Dan sejak saat itulah, Neesya berjanji pada dirinya sendiri untuk
belajar dan terus belajar menjadi seorang muslimah yang sebenar-benarnya
muslimah. Dan kerudung biru muda pemberian Naura menjadi gerbang awal ia untuk
membangun dirinya.
***
Kerudung
birunya berkibar dibuai angin. Ringan. Menggambarkan suasana hati pemakainya.

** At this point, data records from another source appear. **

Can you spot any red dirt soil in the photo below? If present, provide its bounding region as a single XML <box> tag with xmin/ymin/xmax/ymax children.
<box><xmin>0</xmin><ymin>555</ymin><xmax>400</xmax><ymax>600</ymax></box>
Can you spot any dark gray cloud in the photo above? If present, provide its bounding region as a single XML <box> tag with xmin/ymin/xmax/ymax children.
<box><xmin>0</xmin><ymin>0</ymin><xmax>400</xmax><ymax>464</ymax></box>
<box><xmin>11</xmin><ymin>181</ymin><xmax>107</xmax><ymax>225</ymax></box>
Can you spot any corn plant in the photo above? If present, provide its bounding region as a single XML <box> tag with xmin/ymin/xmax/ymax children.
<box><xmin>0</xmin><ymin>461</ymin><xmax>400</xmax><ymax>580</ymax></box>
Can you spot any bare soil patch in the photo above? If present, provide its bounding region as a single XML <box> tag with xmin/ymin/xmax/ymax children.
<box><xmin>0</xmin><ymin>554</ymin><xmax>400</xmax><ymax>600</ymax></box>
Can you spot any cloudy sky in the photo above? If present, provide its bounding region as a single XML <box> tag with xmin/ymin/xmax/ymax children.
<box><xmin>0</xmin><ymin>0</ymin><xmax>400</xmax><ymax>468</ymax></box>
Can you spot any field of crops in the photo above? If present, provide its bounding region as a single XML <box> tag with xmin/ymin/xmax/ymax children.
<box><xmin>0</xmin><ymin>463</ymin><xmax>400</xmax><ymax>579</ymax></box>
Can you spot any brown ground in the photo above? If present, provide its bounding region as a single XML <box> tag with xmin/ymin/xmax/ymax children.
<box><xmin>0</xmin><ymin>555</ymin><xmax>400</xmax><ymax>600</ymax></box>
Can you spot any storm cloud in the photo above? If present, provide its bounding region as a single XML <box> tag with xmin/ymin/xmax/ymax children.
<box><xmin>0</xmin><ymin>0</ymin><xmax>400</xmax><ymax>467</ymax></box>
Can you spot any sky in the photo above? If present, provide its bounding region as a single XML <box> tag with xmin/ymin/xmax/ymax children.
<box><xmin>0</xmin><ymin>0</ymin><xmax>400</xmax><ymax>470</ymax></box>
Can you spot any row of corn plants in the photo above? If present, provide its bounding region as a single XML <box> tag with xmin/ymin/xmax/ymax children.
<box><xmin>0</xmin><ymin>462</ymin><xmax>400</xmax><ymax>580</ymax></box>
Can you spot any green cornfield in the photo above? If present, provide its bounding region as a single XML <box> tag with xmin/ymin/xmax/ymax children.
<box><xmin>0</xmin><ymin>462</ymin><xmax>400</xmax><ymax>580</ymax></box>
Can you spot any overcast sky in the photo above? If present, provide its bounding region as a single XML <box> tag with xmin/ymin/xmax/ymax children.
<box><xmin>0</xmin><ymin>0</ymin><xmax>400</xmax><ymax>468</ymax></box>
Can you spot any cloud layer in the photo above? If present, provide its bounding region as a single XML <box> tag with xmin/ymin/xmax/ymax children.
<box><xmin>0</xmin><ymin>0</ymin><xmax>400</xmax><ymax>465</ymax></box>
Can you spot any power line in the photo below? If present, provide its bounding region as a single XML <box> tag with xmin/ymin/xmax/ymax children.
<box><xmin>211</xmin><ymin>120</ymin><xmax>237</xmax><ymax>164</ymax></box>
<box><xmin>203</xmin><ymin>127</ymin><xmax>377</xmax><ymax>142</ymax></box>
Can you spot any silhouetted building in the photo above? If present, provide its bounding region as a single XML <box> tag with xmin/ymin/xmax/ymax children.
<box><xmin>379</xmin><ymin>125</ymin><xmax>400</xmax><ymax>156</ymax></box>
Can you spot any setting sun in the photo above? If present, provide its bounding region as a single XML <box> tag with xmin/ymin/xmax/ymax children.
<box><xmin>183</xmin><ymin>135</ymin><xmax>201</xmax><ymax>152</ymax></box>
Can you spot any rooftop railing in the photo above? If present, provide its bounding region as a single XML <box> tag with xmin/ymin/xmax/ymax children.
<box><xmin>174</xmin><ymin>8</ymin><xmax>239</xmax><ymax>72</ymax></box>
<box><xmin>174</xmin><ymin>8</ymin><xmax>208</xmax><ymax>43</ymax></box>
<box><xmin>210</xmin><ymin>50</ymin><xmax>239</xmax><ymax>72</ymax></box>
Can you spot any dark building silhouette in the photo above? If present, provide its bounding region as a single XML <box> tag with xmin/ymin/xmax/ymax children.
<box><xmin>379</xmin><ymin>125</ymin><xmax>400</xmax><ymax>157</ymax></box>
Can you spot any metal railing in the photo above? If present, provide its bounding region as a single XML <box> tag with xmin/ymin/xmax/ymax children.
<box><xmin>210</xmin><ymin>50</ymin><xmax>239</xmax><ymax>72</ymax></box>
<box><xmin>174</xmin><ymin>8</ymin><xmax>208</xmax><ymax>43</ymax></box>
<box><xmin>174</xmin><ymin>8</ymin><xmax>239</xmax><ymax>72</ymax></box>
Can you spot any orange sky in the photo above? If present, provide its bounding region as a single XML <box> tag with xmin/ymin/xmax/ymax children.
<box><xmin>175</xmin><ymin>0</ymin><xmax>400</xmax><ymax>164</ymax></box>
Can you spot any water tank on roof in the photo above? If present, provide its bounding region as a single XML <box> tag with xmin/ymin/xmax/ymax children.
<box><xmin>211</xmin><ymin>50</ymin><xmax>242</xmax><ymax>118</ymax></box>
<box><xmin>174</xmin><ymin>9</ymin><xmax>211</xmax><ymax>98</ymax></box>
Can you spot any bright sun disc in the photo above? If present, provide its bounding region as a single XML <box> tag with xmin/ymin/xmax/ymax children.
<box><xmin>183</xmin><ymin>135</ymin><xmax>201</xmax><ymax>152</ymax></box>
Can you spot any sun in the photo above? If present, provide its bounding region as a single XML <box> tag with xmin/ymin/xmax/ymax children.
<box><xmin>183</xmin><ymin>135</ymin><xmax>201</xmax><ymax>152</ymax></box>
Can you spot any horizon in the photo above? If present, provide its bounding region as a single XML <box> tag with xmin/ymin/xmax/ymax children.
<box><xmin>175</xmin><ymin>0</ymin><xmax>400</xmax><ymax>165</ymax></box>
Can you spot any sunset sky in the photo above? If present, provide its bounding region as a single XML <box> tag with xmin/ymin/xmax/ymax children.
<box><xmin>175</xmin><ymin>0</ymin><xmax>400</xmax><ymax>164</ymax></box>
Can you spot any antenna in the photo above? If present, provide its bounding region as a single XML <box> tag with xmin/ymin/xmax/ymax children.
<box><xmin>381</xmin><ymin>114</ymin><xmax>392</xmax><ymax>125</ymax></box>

Yang mengekspresikan kedinamisan hidup yang mengenakannya. Dan itulah jiwa
Neesya yang sesungguhnya.
Mahasiswi UNS
1) “Doa”,
Chairil Anwar
2)
Q. S. Ali Imraan:31
“Katakanlah, ‘Jika kamu (benar-benar)
mencintai Allah, ikutilah aku, niscaya Allah mengasihi dan mengampuni
dosa-dosamu’. Allah Maha Pengampun lagi Maha Penyayang.”
3)
“Ujung Jalan”, Rinai Senja
4)
Q. S. Luqman:12-14
“Dan Kami perintahkan kepada manusia
(agar berbuat baik) kepada kedua orang tuanya. Ibunya telah mengandungnya dalam
keadaan lemah yang bertambah-tambah, dan menyapihnya dalam usia dua tahun.
Bersyukurlah kepada-Ku dan kepada kedua orang tuamu. Hanya kepada-Ku kembalimu.”